Immer wenn ich mit meinem Hund zum Doktor gehe, wundere ich mich über die niedrigen Behandlungskosten. Die schlimmste Krankheit des Vierbeiners war eine Lungenentzündung. Drei Arztbesuche (davon einer am zweiten Weihnachtsfeiertag) und die Medizin kosteten ein lächerliches Honorar unter 100 €. Und welches Herrchen darf den Doktor am 26. Dezember bemühen?

Auch mein Besuch beim privat arbeitenden Orthopäden (er arbeitet wegen der Bürokratie nicht im System) überraschte mich sehr. Nach fast einer Stunde Untersuchung hatte ich erfahrungsgemäß mit 2-300 € gerechnet, erhielt aber noch in der Praxis eine Rechnung von deutlich unter 100 €. Da sage einer die Gesundheit sei teuer.

Teuer wird die Gesundheit allerdings immer, wenn man krankenversichert ist.
TextAuszug 🙂

Rechnet man den Abrechnungsaufwand der Krankenhäuser, Apotheken, Ärzte und Zahnärzte mal konservativ auf etwa 20 % der jeweiligen Kosten (meine Ärzte schätzen eher 30 %), so kommt man in diesem Bereich auf Bürokratiekosten von etwa 26 Mrd. €.

Rechnet man alles mal zusammen, 9 Milliarden bei den gesetzlichen Krankenkassen, 1 Milliarde bei Kammern und Gesundheitsverwaltung sowie 26 Milliarden bei den Praktikern, so macht das 36 Milliarden von insgesamt 154 Mrd. € Budget der GKV (Stand 2007). Das sind etwa 23 % des Budgets. Zugegeben eine grobe Schätzung, deren Basisjahr etwas zurückliegt. Wer es besser weiß, soll es einfach vorrechnen.

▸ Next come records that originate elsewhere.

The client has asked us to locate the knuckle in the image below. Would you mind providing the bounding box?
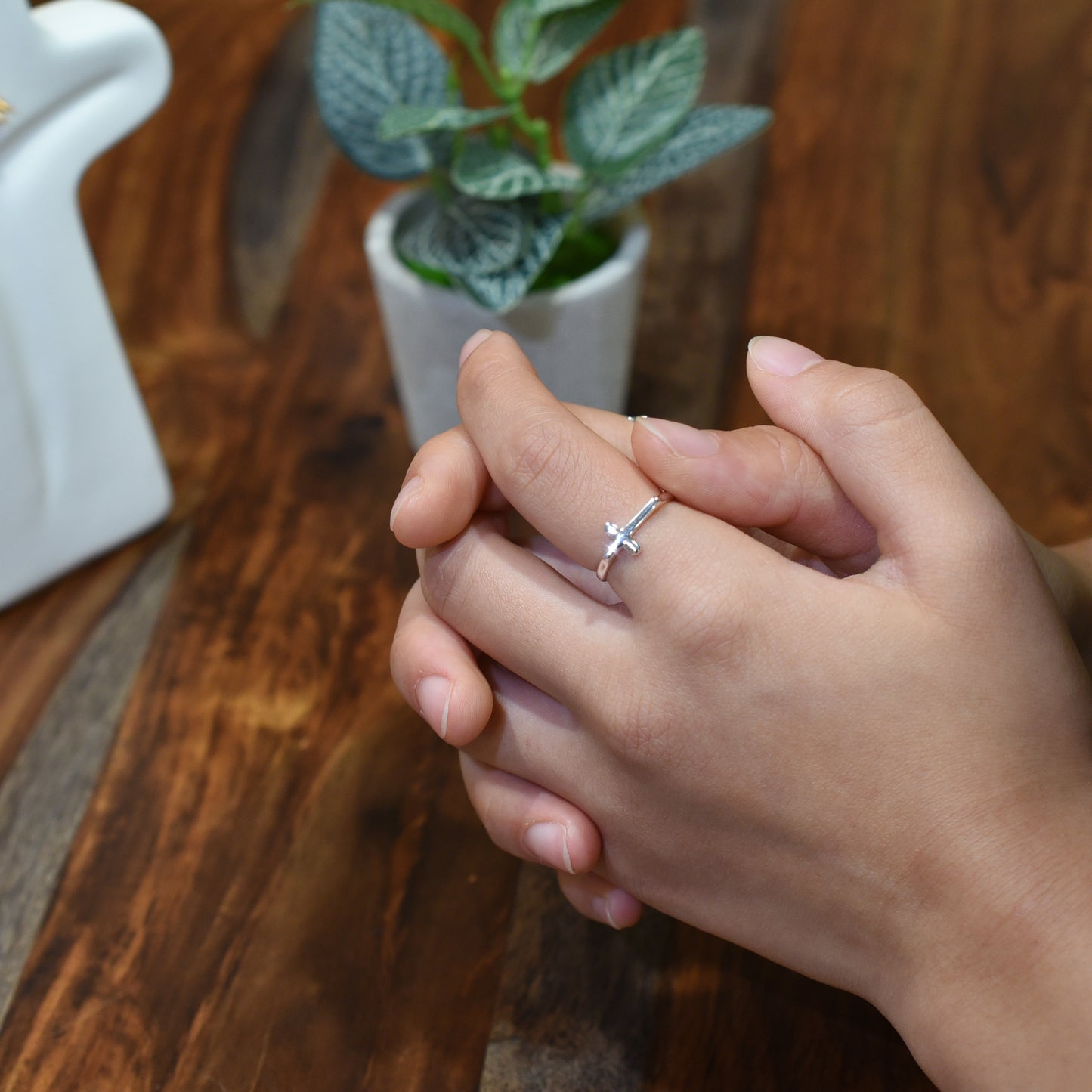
[670,594,744,664]
[420,532,477,618]
[830,368,925,436]
[759,429,819,526]
[512,417,576,489]
[609,685,676,770]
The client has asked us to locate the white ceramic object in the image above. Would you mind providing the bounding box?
[365,190,648,447]
[0,0,172,607]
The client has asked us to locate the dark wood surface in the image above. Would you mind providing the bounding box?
[0,0,1092,1092]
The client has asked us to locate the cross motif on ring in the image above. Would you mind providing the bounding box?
[595,493,668,580]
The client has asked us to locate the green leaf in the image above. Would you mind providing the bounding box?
[394,191,527,280]
[457,206,571,314]
[583,106,773,221]
[314,0,450,179]
[493,0,540,79]
[451,141,584,201]
[379,105,512,140]
[300,0,481,49]
[493,0,623,83]
[531,0,615,19]
[565,29,705,177]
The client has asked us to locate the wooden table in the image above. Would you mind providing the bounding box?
[0,0,1092,1092]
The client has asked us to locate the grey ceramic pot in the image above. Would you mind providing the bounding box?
[365,190,648,447]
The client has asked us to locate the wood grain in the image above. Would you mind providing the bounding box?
[228,10,336,338]
[0,531,188,1026]
[481,865,674,1092]
[629,0,787,428]
[727,0,1092,542]
[0,0,1092,1092]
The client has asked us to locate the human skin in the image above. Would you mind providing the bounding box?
[388,336,1092,1087]
[391,340,1092,927]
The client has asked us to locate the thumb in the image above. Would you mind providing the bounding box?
[747,338,1008,564]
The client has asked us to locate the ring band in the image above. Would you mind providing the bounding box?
[595,493,672,580]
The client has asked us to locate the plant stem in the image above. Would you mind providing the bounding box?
[512,99,552,169]
[466,42,506,101]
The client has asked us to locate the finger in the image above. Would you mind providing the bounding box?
[391,405,633,549]
[557,873,643,930]
[525,535,621,607]
[459,751,603,874]
[633,419,876,574]
[459,333,783,616]
[747,338,1004,571]
[391,581,493,747]
[422,516,633,707]
[391,426,508,549]
[462,662,595,807]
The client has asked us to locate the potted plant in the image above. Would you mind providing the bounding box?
[302,0,771,444]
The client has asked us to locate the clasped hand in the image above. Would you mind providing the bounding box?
[392,334,1092,1087]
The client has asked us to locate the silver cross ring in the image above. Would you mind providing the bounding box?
[595,493,672,580]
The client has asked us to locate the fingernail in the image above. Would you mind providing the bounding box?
[641,417,721,459]
[459,329,493,368]
[747,338,822,376]
[413,675,456,739]
[523,822,574,876]
[391,474,425,531]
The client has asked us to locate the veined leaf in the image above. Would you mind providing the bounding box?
[531,0,615,19]
[565,29,705,177]
[314,0,449,179]
[456,213,571,314]
[493,0,542,79]
[583,106,773,221]
[394,191,527,280]
[493,0,623,83]
[451,140,584,201]
[379,104,512,140]
[308,0,481,49]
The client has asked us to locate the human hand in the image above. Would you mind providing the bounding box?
[391,332,876,927]
[406,336,1092,1087]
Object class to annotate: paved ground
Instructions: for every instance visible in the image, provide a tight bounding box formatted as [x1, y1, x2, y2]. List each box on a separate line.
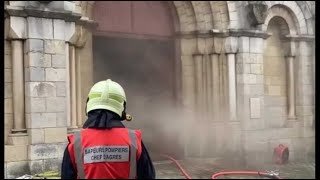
[154, 159, 315, 179]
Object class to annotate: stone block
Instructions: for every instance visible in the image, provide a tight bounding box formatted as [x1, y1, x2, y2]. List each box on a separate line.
[28, 144, 58, 160]
[8, 1, 26, 7]
[52, 54, 67, 68]
[264, 105, 287, 117]
[64, 22, 77, 43]
[264, 115, 286, 128]
[56, 143, 69, 158]
[4, 98, 13, 114]
[8, 134, 28, 145]
[251, 64, 263, 74]
[239, 37, 250, 53]
[56, 82, 66, 97]
[4, 83, 12, 98]
[236, 64, 243, 74]
[56, 112, 67, 127]
[250, 37, 264, 53]
[24, 52, 51, 67]
[268, 86, 281, 96]
[4, 69, 12, 83]
[303, 127, 315, 138]
[250, 98, 261, 118]
[25, 97, 46, 113]
[29, 160, 45, 174]
[4, 40, 11, 55]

Wenn man bei einem Durchschnittseinkommen etwa 2.500 € im Jahr an die Krankenkasse abdrückt, und der Arbeitgeber noch einmal 2.500 €, so sind davon etwa 1.150 € Bürokratiekosten, die man selbst für seinen Haushalt verbrauchen könnte, ohne an der Gesundheit etwas zu sparen, wenn es keine Krankenversicherung gäbe.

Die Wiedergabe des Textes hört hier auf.